"Why didn't I speak to you! why didn't I speak to you!

"I wonder whether the risks and difficulties of keeping the nightgown

were as much as I could manage, without having other risks and

difficulties added to them? This might have been the case with some

women--but how could it be the case with me? In the days when I was

a thief, I had run fifty times greater risks, and found my way out of

difficulties to which THIS difficulty was mere child's play. I had been

apprenticed, as you may say, to frauds and deceptions--some of them on

such a grand scale, and managed so cleverly, that they became famous,

and appeared in the newspapers. Was such a little thing as the keeping

of the nightgown likely to weigh on my spirits, and to set my heart

sinking within me, at the time when I ought to have spoken to you? What

nonsense to ask the question! The thing couldn't be.

"Where is the use of my dwelling in this way on my own folly? The plain

truth is plain enough, surely? Behind your back, I loved you with all

my heart and soul. Before your face--there's no denying it--I was

frightened of you; frightened of making you angry with me; frightened

of what you might say to me (though you HAD taken the Diamond) if I

presumed to tell you that I had found it out. I had gone as near to it

as I dared when I spoke to you in the library. You had not turned your

back on me then. You had not started away from me as if I had got the

plague. I tried to provoke myself into feeling angry with you, and to

rouse up my courage in that way. No! I couldn't feel anything but the

misery and the mortification of it. You're a plain girl; you have got

a crooked shoulder; you're only a housemaid--what do you mean by

attempting to speak to Me?" You never uttered a word of that, Mr.
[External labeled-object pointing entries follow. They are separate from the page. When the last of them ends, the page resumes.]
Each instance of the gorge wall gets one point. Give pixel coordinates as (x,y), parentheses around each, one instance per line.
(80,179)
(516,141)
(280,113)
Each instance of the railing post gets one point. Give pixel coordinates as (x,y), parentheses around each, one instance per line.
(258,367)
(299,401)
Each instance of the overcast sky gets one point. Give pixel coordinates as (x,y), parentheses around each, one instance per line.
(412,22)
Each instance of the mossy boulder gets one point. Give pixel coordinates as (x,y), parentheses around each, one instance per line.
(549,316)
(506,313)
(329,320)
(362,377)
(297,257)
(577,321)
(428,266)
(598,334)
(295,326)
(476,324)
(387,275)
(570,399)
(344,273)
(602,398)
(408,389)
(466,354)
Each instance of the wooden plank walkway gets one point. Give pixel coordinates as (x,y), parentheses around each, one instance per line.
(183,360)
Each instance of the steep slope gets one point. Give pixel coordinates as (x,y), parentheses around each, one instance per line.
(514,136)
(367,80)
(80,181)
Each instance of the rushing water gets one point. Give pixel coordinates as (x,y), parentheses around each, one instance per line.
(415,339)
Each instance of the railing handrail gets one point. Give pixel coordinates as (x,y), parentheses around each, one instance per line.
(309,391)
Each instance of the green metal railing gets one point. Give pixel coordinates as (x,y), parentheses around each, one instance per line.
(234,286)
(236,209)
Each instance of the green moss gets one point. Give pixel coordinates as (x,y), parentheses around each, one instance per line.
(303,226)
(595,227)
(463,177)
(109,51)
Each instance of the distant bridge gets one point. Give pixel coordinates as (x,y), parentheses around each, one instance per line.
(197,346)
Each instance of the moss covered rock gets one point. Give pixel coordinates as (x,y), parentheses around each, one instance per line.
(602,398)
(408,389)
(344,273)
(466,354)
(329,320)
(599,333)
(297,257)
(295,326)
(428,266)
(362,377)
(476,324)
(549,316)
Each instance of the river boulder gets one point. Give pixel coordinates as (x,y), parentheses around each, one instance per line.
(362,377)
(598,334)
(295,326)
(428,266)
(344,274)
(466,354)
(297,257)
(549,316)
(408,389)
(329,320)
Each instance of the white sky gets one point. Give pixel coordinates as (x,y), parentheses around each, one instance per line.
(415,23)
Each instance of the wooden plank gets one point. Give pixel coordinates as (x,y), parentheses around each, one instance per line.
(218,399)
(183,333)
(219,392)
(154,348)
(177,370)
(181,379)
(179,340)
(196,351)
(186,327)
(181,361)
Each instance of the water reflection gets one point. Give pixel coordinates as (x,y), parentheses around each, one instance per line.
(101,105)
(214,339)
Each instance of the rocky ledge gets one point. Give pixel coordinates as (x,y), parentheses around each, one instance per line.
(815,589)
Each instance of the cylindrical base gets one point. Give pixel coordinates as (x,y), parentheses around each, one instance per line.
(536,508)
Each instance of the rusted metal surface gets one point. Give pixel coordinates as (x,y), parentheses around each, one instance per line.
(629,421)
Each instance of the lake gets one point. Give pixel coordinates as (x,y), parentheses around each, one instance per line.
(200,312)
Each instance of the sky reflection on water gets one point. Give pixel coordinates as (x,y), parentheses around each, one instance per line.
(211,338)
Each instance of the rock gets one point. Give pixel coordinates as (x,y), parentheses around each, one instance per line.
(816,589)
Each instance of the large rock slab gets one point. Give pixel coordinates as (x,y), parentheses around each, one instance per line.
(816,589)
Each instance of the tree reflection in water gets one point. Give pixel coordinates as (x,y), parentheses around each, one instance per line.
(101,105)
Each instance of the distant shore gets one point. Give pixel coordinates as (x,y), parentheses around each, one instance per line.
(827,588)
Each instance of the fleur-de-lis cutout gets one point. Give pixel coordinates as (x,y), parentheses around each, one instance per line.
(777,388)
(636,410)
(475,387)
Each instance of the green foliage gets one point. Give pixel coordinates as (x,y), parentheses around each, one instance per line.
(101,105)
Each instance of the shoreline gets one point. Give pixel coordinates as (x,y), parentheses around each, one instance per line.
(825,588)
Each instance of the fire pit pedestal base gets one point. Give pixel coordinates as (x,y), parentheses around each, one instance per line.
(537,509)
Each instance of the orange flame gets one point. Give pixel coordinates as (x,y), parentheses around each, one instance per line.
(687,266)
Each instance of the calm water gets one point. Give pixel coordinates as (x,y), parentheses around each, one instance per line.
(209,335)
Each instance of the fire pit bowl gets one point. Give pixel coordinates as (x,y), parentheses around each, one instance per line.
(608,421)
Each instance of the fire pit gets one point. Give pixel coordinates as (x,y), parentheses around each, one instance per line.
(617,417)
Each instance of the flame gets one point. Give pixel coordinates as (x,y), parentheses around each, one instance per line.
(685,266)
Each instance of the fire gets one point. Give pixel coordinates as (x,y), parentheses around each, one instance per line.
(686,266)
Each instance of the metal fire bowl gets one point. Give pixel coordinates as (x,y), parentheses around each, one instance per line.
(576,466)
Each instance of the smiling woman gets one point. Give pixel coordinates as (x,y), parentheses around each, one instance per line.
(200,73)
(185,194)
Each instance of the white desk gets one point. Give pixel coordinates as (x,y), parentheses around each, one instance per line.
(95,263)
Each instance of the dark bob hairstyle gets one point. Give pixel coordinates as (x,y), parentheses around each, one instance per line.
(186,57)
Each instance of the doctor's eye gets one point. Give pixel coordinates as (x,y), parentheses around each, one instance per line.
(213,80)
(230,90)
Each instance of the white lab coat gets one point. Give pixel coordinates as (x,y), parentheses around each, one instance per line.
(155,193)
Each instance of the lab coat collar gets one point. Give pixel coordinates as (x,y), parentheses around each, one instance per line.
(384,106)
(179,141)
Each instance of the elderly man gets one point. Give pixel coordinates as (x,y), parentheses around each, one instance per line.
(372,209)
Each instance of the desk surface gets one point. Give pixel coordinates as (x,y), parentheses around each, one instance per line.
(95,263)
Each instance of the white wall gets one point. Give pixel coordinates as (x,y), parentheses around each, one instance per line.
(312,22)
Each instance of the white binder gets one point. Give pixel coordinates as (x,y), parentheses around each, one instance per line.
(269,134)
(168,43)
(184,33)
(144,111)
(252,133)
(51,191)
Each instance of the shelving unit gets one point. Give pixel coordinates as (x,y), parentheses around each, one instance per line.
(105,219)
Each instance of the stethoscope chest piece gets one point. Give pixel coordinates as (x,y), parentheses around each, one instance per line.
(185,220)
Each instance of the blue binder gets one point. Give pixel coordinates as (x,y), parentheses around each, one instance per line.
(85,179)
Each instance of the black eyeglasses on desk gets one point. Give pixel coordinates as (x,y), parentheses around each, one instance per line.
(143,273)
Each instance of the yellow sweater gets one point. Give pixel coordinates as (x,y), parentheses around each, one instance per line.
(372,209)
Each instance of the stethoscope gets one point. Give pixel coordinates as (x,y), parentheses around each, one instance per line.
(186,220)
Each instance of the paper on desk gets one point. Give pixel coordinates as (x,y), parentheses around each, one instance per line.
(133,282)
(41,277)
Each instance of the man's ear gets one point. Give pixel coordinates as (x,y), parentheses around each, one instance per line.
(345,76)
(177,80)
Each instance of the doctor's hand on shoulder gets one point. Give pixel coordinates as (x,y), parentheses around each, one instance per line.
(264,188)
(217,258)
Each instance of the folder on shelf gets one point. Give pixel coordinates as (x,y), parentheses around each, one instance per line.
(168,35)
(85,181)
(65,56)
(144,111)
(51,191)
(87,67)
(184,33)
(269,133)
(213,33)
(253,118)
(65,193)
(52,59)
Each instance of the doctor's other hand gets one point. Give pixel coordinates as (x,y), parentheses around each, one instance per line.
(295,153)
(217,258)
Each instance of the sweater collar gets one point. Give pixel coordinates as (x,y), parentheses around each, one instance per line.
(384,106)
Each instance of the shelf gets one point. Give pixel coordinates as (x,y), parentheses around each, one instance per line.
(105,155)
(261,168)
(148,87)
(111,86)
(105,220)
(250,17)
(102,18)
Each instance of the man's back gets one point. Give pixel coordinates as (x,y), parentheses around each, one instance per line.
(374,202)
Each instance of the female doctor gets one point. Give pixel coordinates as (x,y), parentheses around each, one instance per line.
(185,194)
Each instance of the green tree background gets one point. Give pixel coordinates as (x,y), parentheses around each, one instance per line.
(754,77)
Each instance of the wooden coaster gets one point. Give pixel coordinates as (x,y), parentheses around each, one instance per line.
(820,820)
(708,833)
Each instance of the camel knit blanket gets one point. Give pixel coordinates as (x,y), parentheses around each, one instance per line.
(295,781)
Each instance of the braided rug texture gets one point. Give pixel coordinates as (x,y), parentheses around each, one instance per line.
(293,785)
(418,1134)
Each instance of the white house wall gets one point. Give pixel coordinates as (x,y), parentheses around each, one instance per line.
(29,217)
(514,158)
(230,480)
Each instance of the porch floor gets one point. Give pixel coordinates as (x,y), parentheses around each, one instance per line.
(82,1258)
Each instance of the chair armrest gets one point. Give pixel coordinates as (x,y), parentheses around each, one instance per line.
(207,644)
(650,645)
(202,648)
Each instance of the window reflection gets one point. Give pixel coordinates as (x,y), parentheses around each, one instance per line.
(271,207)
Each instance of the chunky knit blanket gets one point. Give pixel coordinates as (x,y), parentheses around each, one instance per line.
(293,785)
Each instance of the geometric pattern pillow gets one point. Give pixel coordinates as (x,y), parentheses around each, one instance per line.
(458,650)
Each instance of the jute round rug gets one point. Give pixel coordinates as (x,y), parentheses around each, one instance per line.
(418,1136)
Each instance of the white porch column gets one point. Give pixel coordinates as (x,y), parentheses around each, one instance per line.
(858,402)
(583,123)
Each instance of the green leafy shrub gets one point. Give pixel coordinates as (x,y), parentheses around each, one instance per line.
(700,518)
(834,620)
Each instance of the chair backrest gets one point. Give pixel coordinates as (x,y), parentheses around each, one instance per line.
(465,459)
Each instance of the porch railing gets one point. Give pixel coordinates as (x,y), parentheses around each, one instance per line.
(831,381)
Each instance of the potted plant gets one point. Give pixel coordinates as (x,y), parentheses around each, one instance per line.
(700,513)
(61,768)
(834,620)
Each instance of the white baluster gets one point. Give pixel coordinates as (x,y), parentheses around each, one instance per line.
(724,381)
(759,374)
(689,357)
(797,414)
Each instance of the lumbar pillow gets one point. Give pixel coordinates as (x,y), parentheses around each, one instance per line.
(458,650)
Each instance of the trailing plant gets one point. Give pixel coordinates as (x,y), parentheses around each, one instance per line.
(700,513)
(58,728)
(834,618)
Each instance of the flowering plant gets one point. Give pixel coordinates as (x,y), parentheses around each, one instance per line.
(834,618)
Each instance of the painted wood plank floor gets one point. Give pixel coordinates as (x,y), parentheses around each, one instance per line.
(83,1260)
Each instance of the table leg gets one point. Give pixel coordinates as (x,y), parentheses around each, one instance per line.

Franklin; but you said it all to me, nevertheless! Is such madness as

this to be accounted for? No. There is nothing to be done but to confess

it, and let it be.

"I ask your pardon, once more, for this wandering of my pen. There is no

fear of its happening again. I am close at the end now.

"The first person who disturbed me by coming into the empty room was

Penelope. She had found out my secret long since, and she had done her

best to bring me to my senses--and done it kindly too.

"'Ah!' she said, 'I know why you're sitting here, and fretting, all by

yourself. The best thing that can happen for your advantage, Rosanna,

will be for Mr. Franklin's visit here to come to an end. It's my belief

that he won't be long now before he leaves the house."